Can ASEAN stop the scourge of cybersecurity threats?

A member of the military specialised in cyber defense works on servers in Lille on January 23, 2018 (AFP Photo / Philippe Huguen)

The Southeast Asian region is a hotbed for development. The digital economy of the 10-member Association of Southeast Asian Nations (ASEAN) alone currently generate US$150 billion in revenue annually and could potentially add US$1 trillion to its collective Gross Domestic Product (GDP) over the coming decade.

Information technology (IT) is fast reshaping the way ASEAN citizens live, work and interact with one another. With a young population where some 40 percent are below the age of 30, most are accustomed to the digital realm and are in some way or another, connected to the regional digital ecosystem. These past few years have seen an uptick in the growth of e-commerce websites like Lazada and Alibaba, increase in active social media users and a growing internet and smartphone penetration especially in rural parts of the region.

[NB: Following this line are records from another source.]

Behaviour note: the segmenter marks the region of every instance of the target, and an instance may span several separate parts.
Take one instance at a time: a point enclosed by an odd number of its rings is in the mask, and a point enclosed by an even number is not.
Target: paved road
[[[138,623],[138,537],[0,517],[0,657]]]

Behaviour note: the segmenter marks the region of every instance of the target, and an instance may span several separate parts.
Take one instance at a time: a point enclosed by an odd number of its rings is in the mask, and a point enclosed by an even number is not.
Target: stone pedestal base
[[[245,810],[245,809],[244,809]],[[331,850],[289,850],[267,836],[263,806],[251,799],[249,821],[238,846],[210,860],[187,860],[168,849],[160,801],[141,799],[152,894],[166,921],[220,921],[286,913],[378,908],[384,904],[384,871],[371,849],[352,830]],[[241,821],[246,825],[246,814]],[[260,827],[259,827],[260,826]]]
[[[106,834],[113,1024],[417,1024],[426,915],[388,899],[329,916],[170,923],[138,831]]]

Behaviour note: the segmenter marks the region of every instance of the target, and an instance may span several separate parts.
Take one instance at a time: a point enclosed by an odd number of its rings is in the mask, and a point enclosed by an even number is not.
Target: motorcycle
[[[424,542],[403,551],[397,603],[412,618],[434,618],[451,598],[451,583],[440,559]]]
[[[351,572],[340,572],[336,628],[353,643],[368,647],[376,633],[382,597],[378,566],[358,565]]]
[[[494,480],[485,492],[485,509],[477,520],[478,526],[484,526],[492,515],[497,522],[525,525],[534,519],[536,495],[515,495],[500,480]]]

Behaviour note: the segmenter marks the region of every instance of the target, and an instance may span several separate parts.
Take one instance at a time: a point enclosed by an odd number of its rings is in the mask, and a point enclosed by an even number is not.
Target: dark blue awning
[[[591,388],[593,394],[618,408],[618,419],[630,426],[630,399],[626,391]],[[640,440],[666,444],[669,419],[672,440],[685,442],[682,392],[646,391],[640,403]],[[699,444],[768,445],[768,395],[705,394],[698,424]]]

However, as with all types of progress, there is a flip side to this. As the region progresses in the cyber domain, it inadvertently exposes itself to the threats of malicious cyber-attacks. Blackhat hackers are already gaining an upper hand in the region due to the lacklustre cybersecurity frameworks currently in place by member states. Moreover, as the digital space becomes more boundless, cyber-threats become more transboundary, making it even more difficult to apprehend perpetrators of cyber-attacks.

According to a report by management consulting firm AT Kearney, cybersecurity expenditure by ASEAN member states are woefully dismal when compared to the global average. This could potentially result in the top 1,000 ASEAN companies losing almost US$750 billion in market capitalisation. To negate this, the 10-member bloc will have to spend an estimated US$171 billion collectively on cybersecurity between 2017 and 2025.

Due to financial limitations, countries cannot afford to develop frameworks at a national level alone to combat this cross-border threat. Hence, the solution has to be financially viable and regionally applicable for it to be a strong deterrent to such attacks.

Singapore’s chairmanship of ASEAN has elicited some positive results in this endeavour. The ASEAN Leaders’ Statement on Cybersecurity Cooperation, was formally announced in the 32nd ASEAN Summit which ended last week. The document reaffirms the need for closer collaboration and cooperation between member states and tasks the relevant ministries of these states to come up with suggestions and measures to take in order to combat this threat.

Besides that, the ASEAN-Japan Cybersecurity Capacity Building Center (AJCCBC) is set to be launched in June to train up to 1,200 security agency personnel by 2021. Cybersecurity cooperation with Japan is definitely a welcomed proposal given that ASEAN can leverage on their experiences – both good and bad – in dealing with cyber threats.

On top of that, Singapore has already been investing in a ASEAN Cyber Capacity Program (ACCP) since 2016 which aims to fund capacity building to counter digital threats to ASEAN member states. The program includes workshops, conferences and consulting which would help enable the formation of cybersecurity policymaking and strategies to be developed at a domestic level.

However, progress in this domain is slow due to the ASEAN Way which is rooted in the principles of non-interference and consensus. In ensuring sufficient cyber resilience, ASEAN member states would have to come to an agreement on data and resource sharing as a potential attack on the regional cyber realm would have an effect on all member states but prevailing data and privacy laws may inhibit such progress. Data sovereignty issues like this should be the first thing to be tackled when negotiating a regional cybersecurity framework.

After all, the region stands at the precipice of boundless potential. Chinese e-commerce firms, Silicon Valley giants and even homegrown IT players need a secure cyberspace to harness this potential. We should not lose this or be afraid to take steps forward in pursuing a digital agenda because of cybersecurity threats. Threats like this are inevitable as Southeast Asia continues to develop and in fighting them, ASEAN’s mettle will be put to its ultimate test.